Table 2: Best Practice Guidelines for Ankle Sprain Treatment



  • Evidence remains inconclusive and should be used only as part of a multi-modal approach


  • May be used for pain and swelling, but be aware of side effects


  • Ankle brace recommended 4-6 weeks rather than immobilization.
  • Bracing or Taping can be recommended for return to sport based on personal preference.
  • No recommendation for specific footwear after injury


  • Proprioceptive and neuromuscular exercises should be initiated as soon as possible (Balance & Stabilization exercises). Focus on balance and ROM deficits.
  • Exercise is preferred over surgery.
  • Facilitate return to sport with proprioception, strength, coordination and functional exercise.


  • Combining manual therapy with exercise enhances treatment


  • Currently, no evidence supports other treatment modalities
  1. Vuurberg G, et al.

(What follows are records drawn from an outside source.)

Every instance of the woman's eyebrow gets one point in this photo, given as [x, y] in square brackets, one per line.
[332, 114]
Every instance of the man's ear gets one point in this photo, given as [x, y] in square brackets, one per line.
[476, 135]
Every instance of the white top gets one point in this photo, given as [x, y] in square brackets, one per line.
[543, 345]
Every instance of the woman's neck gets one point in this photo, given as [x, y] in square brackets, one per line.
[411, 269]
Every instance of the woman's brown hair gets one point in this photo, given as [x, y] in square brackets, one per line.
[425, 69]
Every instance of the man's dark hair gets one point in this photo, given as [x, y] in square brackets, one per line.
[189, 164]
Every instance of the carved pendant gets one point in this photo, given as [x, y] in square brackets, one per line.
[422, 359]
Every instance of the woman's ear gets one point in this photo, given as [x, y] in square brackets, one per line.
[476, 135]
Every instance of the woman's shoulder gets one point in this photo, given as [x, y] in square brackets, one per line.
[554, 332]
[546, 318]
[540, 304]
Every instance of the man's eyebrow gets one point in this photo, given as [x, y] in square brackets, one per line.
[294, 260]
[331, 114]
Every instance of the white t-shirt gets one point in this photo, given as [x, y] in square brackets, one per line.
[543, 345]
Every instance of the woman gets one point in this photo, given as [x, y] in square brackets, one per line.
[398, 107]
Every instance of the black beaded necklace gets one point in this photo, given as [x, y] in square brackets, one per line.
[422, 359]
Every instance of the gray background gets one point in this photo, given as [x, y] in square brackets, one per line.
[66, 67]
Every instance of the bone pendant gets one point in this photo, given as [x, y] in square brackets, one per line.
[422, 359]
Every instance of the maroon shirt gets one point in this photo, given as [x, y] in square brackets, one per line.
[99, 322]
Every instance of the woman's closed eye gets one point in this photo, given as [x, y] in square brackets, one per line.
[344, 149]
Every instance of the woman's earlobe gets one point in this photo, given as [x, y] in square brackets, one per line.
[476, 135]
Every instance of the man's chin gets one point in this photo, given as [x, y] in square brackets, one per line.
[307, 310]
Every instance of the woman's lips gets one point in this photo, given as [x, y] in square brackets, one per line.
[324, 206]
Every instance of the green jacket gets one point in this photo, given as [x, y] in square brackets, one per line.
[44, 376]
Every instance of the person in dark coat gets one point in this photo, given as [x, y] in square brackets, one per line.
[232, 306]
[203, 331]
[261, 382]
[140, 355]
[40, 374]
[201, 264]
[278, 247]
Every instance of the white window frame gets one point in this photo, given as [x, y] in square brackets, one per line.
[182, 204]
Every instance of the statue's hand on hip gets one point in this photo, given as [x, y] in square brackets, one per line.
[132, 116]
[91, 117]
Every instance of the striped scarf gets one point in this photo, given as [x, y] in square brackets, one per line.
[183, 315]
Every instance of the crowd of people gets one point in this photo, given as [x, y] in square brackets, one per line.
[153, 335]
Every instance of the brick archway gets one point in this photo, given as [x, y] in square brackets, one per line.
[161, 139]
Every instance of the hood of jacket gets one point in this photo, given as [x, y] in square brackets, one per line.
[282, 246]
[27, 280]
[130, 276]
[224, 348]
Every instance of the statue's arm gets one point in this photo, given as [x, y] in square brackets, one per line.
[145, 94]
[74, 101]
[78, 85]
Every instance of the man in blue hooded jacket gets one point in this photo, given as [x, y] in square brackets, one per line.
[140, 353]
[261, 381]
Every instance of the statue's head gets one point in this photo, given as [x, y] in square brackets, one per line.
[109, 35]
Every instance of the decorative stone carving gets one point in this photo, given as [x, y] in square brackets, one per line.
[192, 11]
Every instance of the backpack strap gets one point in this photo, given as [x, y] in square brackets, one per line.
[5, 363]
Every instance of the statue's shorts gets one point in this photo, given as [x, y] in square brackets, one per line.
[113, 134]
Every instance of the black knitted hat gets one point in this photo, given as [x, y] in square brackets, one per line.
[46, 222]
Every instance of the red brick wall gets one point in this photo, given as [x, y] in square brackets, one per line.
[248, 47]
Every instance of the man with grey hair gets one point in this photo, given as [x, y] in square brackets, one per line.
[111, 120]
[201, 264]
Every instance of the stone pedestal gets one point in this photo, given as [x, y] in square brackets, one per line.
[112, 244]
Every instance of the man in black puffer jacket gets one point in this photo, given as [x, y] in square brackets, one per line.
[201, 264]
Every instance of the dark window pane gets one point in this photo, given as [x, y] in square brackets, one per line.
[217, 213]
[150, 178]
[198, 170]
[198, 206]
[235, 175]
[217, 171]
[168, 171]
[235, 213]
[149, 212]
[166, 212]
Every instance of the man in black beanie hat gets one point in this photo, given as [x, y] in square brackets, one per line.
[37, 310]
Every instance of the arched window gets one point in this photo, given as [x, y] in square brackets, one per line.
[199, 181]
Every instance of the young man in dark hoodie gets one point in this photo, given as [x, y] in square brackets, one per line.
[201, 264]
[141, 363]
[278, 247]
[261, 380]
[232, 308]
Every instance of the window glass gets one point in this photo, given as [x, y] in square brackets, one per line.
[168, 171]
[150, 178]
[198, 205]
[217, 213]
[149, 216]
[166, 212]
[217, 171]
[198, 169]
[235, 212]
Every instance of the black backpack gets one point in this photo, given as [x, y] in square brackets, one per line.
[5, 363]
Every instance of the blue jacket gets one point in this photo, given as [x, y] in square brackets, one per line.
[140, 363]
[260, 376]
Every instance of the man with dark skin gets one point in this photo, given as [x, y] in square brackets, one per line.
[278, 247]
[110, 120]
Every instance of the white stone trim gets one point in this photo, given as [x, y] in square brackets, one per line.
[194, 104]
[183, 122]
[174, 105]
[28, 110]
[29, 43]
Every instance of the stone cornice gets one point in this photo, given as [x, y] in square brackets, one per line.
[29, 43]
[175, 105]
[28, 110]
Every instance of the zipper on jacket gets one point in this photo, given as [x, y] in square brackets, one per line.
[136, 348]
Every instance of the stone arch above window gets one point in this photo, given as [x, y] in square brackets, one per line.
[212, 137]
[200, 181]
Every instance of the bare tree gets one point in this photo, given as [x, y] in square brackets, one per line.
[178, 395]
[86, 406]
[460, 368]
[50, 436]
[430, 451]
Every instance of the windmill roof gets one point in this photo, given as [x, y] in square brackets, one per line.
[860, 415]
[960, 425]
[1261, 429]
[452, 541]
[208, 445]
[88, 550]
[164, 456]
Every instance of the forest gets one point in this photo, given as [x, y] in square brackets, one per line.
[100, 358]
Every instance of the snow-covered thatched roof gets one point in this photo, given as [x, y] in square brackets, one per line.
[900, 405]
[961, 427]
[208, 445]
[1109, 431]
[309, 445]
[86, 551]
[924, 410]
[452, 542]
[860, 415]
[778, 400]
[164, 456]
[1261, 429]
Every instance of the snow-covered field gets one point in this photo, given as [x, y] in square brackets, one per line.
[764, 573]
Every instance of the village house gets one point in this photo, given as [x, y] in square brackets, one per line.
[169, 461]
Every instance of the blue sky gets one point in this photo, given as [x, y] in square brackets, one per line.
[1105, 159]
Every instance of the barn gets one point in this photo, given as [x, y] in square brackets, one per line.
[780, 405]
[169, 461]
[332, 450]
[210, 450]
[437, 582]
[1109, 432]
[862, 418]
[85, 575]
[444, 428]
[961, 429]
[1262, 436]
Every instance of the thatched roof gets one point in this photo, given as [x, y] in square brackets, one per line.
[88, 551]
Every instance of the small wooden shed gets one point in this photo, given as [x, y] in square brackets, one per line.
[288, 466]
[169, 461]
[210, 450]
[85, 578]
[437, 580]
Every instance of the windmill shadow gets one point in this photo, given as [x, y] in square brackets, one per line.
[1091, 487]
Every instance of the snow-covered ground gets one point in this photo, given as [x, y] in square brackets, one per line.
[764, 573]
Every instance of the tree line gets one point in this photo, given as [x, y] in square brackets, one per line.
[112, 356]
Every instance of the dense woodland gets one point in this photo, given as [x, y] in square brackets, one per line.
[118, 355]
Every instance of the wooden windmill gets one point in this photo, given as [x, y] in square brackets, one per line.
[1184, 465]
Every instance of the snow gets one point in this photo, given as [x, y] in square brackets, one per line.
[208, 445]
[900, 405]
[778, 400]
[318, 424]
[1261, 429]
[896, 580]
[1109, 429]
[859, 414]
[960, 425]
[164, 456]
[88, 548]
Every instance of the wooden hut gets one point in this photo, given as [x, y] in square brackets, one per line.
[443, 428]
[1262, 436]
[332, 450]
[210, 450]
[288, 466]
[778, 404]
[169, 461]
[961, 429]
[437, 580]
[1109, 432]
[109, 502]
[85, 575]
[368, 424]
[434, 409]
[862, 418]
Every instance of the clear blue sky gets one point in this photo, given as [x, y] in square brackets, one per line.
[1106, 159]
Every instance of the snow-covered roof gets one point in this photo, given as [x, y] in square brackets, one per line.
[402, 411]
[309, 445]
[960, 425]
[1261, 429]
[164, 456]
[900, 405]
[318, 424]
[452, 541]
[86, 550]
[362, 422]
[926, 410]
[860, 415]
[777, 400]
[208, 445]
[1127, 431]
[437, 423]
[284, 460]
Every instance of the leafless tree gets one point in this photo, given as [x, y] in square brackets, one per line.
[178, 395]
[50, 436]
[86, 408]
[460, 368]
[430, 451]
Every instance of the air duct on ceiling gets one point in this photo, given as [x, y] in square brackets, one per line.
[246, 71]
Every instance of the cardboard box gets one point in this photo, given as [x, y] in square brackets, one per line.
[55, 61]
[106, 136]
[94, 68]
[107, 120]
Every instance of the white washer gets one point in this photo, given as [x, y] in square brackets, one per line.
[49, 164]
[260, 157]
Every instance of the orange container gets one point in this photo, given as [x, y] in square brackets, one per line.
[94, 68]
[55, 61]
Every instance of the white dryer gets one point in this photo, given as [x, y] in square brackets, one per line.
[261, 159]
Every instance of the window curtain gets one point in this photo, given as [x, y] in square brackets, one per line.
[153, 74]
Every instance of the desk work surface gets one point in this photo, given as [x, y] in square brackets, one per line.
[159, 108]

Diagnosis, treatment and prevention of ankle sprains: update of an evidence-based clinical guideline. Br J Sports Med. 2018 Aug;52(15):956.
  2. Bachmann LM, et al. Accuracy of Ottawa ankle rules to exclude fractures of the ankle and mid-foot: systematic review. BMJ. 2003 Feb 22;326(7386):417.
  3. Verhagen EA et al. The effect of preventive measures on the incidence of ankle sprains. Clin J Sport Med. 2000 Oct;10(4):291-6.
  4. Pihlajamäki H, et al. Surgical versus functional treatment for acute ruptures of the lateral ligament complex of the ankle in young men: a randomized controlled trial. J Bone Joint Surg Am. 2010 Oct 20;92(14):2367-74.